It's impossible, I think, to whet a scythe — the blade held upright before you — without feeling as though you're impersonating death, whether it's Bergman's Death or Monty Python's (the salmon mousse!). And it's impossible to swing the blade in a shearing motion without thinking of Bruegel, of his Death scything away in the Prado or his white-shirted peasants cutting wheat (with a stroke more elegant than Death's) in the Met.
You watch the blade doing its work; you consider the elegant curve of the snath, the long handle that holds the blade, and you realize that this is a tool whose shape has evolved from hand to hand over the centuries. It's as though you're cutting grass with something as timeless as the lunar crescent.
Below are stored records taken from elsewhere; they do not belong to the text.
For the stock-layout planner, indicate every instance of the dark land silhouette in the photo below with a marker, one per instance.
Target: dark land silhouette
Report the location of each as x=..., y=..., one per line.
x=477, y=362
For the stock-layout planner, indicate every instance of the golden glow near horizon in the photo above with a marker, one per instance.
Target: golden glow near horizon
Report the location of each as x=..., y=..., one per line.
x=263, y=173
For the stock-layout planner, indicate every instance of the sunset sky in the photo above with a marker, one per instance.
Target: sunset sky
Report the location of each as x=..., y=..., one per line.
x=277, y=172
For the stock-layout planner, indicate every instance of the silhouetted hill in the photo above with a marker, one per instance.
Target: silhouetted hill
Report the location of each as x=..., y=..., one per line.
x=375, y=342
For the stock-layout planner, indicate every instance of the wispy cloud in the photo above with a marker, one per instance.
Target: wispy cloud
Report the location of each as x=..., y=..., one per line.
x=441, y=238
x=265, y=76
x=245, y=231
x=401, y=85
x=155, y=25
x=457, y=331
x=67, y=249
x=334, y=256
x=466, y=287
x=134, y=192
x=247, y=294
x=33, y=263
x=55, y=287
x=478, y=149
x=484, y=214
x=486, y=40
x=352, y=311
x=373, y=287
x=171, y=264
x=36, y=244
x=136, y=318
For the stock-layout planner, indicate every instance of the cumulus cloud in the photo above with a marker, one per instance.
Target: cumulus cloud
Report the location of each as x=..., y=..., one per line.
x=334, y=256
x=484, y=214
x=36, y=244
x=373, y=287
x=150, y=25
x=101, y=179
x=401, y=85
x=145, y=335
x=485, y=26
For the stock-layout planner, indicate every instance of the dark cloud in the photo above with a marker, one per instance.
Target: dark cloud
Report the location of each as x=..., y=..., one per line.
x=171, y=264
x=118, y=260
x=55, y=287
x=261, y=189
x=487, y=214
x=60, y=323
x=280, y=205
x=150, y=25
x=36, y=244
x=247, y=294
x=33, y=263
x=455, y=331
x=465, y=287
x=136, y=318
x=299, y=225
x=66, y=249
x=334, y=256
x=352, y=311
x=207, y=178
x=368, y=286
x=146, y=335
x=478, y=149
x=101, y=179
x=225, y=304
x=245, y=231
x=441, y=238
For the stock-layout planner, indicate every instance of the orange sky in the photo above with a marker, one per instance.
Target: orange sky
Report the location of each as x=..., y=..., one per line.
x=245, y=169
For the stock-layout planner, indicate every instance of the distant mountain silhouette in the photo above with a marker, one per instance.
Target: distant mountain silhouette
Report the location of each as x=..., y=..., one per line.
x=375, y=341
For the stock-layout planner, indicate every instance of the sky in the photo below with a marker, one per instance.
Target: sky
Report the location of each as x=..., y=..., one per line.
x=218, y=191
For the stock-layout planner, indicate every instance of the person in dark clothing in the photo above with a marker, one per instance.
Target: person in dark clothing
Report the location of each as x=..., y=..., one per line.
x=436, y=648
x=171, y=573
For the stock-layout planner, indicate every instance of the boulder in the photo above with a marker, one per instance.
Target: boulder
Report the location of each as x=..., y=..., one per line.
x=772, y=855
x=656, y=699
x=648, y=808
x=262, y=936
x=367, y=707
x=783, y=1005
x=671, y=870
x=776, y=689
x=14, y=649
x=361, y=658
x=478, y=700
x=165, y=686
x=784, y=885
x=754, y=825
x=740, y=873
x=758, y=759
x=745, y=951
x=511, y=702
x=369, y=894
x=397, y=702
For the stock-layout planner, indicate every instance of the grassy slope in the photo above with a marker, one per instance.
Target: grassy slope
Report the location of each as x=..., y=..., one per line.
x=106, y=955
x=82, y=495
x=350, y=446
No other tool on the farm has the power to carry me back so far in time, to let me imagine an era when such a blade was one of the few metal objects a laborer's family might own.
The odd thing about using a scythe now is that it saves you from the labor of that labor-saving device called the weed whacker. Every time I pick up the scythe — whether I'm cutting a corner of orchard grass in the pasture or making my way into the brambles — I realize how effortless it is, especially when the blade is sharp.
No fumes; no roaring engine; no whining plastic string; and no safety gear, like boots and earplugs. The scythe is nearly silent. Its subtle swish allows you to imagine the venerable sound of a field full of men and women with scythes, working in pattern. After a while, you seem to become one of them.